Share this article on:
Since January 1, 2015, HIPAA-covered entities have reported 102 cases of loss or theft of unencrypted devices to the Department of Health and Human Services’ Office for Civil Rights. Those breaches have exposed the ePHI of more than 1.5 million individuals and could have been prevented had data encryption been employed.
The Health Insurance Portability and Accountability Act (HIPAA) does not require covered entities to use data encryption on portable devices used to store ePHI. Encryption is an ‘addressable’ issue, not a ‘required’ element. (45 CFR § 164.312(a)(2)(iv) and (e)(2)(ii))
This does not mean encryption can simply be ignored. HIPAA requires all covered entities to perform a comprehensive, organization-wide risk assessment (45 CFR § 164.308(a)(1)(ii)(A)). The purpose of the risk assessment is to identify potential risks and vulnerabilities to the confidentiality, integrity, and availability of electronic protected health information held by a HIPAA-covered entity.
If, after performing a risk assessment, a covered entity determines that data encryption is not a reasonable and appropriate safeguard for risk management, and another “equivalent alternative measure” has been implemented to safeguard ePHI, this is perfectly acceptable under HIPAA Rules. However, the covered entity must document the reasons why encryption was not implemented and the measures that have been used in its place.
HIPAA defines data encryption as “the use of an algorithmic process to transform data into a form in which there is a low probability of assigning meaning without use of a confidential process or key” (45 CFR 164.304).
Covered entities should not that not all methods of encrypting data are equal. In order to comply with HIPAA Rules, a method of encryption should be used that has been tested by the National Institute of Standards and Technology (NIST) and determined to provide an adequate standard of protection – AES or Triple-DES for example.
While the use of data encryption on desktop computers within an organization may not be deemed necessary by an organization, for laptop computers and portable storage devices which are routinely taken off-site it is much harder to justify why encryption is not a reasonable and appropriate safeguard.
Unless other technology is used that renders data unusable, unreadable, or indecipherable to unauthorized individuals in the event of a laptop or other portable device is lost or stolen, healthcare organizations are not only risking the exposure of ePHI, but also a sizable HIPAA violation penalty.
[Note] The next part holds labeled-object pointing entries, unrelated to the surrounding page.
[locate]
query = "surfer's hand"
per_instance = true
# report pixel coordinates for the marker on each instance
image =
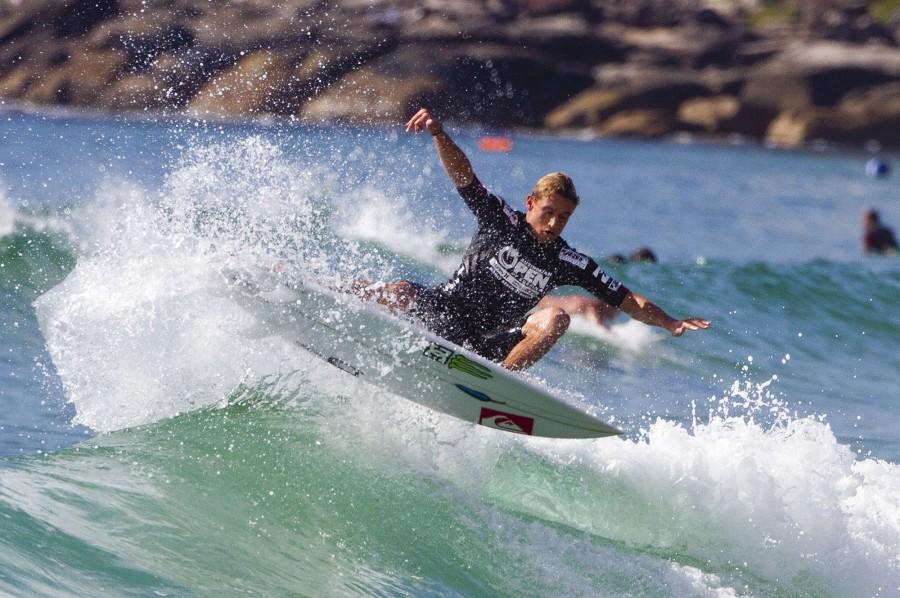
(423, 121)
(680, 326)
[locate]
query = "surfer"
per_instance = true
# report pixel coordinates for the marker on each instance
(877, 238)
(514, 259)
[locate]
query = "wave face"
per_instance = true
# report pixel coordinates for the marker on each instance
(162, 438)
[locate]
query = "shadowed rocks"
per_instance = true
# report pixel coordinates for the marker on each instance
(642, 68)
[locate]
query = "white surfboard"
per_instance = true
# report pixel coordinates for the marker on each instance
(366, 341)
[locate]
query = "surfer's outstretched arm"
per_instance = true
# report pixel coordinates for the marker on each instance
(642, 309)
(455, 162)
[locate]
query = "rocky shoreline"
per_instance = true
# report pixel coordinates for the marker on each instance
(645, 68)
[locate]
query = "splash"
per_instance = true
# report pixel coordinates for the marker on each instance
(144, 327)
(370, 215)
(7, 214)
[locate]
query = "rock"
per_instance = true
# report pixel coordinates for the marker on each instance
(484, 83)
(639, 123)
(246, 88)
(79, 80)
(707, 113)
(566, 37)
(593, 107)
(725, 114)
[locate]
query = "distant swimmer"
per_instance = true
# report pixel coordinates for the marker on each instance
(644, 254)
(514, 259)
(877, 168)
(877, 238)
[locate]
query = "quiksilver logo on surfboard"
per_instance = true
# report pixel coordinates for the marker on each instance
(509, 422)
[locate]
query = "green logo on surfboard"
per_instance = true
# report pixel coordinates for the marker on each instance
(456, 361)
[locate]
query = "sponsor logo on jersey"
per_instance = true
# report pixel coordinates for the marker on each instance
(518, 274)
(457, 361)
(506, 421)
(611, 283)
(573, 257)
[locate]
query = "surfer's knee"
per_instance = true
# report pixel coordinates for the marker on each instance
(551, 322)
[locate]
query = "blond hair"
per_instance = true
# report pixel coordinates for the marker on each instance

Covered entities should not that the use of passwords to prevent access is not a suitable substitute for data encryption.
As we have already seen, OCR is not averse to fining healthcare organizations for failing to safeguard ePHI. This year, 12 organizations have arrived at settlements with OCR to resolve HIPAA violations discovered after PHI has been stolen or exposed to individuals unauthorized.
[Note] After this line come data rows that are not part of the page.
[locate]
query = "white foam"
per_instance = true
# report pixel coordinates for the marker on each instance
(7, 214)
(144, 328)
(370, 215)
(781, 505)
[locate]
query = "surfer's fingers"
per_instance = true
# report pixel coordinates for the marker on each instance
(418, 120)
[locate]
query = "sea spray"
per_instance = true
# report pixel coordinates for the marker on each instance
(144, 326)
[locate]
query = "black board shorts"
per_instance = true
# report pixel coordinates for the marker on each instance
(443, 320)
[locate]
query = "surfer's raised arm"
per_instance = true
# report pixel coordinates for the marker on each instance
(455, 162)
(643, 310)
In August this year, OCR agreed to settle with Advocate Healthcare for $5.55 million. Numerous violations of HIPAA Rules were discovered following a series of reported breaches, hence the considerable settlement. One of the violations was the failure to reasonably safeguard an unencrypted laptop when left in an unlocked vehicle overnight.
The failure to secure ePHI stored on an iPhone also resulted in a fine for Catholic Health Care Services of the Archdiocese of Philadelphia this year. The HIPAA business associate agreed to pay OCR $650,000 to resolve the case.
In September, 2015, Cancer Care Group, P.C. agreed to settle potential HIPAA violations following the theft of unencrypted backup media from an employee’s car. Cancer Care Group agreed to pay OCR $750,000 to resolve the violations.
Many healthcare organizations only make the decision to use data encryption after experiencing a data breach. However, the use of data encryption can prevent patients ePHI from being exposed and allows organizations to avoid HIPAA penalties and the considerable fallout from data breaches.